Edwards Lifesciences has received the CE mark for its Inspiris Resilia aortic valve, which is the first in a new class of resilient heart valves. A press release reports that the valve incorporates the advanced Resilia tissue and leverages features of the Perimount Magna Ease valve. Furthermore, the Inspiris Resilia valve incorporates the proprietary VFit technology—designed for potential future valve-in-valve procedures.
According to the press release, a key innovation of the Inspiris valve is the Resilia tissue—a new, first-of-its-kind tissue platform that has been in development for more than a decade and builds on Edwards’ 40 years of leadership in tissue technology. Resilia tissue uses Edwards’ integrity preservation technology, which preserves the tissue and provides improved anticalcification properties and sustained haemodynamic performance. Additionally, the valve is stored dry and ready to use.
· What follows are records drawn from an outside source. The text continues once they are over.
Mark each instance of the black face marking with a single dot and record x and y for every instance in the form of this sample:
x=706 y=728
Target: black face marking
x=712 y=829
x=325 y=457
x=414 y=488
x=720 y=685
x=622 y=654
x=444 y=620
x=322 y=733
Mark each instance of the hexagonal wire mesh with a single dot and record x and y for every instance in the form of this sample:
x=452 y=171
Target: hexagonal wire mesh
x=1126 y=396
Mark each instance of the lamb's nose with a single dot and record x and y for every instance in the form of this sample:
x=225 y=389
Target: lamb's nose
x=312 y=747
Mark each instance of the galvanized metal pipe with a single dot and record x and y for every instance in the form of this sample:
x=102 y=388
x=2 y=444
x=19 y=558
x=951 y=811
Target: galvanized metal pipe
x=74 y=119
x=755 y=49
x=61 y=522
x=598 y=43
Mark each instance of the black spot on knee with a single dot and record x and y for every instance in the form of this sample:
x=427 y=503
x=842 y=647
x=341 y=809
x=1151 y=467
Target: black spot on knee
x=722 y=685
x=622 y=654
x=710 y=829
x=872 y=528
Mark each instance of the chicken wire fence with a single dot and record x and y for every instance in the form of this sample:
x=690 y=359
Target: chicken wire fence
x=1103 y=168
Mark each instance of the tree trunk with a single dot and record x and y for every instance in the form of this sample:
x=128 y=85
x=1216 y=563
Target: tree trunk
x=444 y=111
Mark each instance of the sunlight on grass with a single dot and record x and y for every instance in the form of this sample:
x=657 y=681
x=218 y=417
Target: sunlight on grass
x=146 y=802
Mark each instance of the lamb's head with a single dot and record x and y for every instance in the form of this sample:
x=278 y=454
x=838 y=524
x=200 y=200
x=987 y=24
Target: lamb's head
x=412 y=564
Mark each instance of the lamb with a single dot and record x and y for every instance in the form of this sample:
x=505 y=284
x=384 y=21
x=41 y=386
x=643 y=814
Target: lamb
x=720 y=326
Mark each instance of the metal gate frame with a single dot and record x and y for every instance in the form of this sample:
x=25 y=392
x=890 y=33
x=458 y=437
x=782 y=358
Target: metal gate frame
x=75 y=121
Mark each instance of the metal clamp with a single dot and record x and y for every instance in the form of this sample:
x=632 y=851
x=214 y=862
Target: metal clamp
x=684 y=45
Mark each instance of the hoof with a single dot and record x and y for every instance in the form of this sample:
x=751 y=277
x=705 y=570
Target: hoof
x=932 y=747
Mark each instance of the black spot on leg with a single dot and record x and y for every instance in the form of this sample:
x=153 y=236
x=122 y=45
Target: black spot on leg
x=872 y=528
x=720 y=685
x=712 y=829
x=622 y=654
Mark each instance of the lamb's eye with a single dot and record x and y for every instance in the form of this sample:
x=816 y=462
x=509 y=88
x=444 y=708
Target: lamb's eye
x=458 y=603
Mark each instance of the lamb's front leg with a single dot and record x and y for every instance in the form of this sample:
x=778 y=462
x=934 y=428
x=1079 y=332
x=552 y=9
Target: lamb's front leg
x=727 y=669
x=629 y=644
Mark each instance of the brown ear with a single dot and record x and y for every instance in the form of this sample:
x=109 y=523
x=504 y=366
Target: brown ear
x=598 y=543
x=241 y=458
The CE mark for the new valve was supported by the COMMENCE pivotal trial, which is a global FDA premarket approval study. One-year results of this study were presented during the 2016 late-breaking sessions of the American Association for Thoracic Surgery’s (AATS) annual meeting. The results of 673 patients showed no cases of structural valve deterioration, valve thrombosis or non-structural valve dysfunction. In addition, a series of preclinical studies have shown Resilia tissue to offer key benefits, such as significantly reduced calcification and sustained haemodynamics compared to a current treatment option.
More data from the COMMENCE trial will be presented during a late-breaking session at the European Association for Cardio-Thoracic Surgery’s (EACTS) annual meeting. Three-year results of the Resilia tissue EU feasibility study will also be presented at the meeting.
Vinayak (Vinnie) Bapat (Guy’s and St Thomas’ Hospital, London, UK) says: “Heart valve patients are living longer and want to maintain their active lifestyles. The Inspiris valve provides surgeons and their patients with an advanced treatment option that represents an ideal foundation for the future treatment of heart valve patients,.”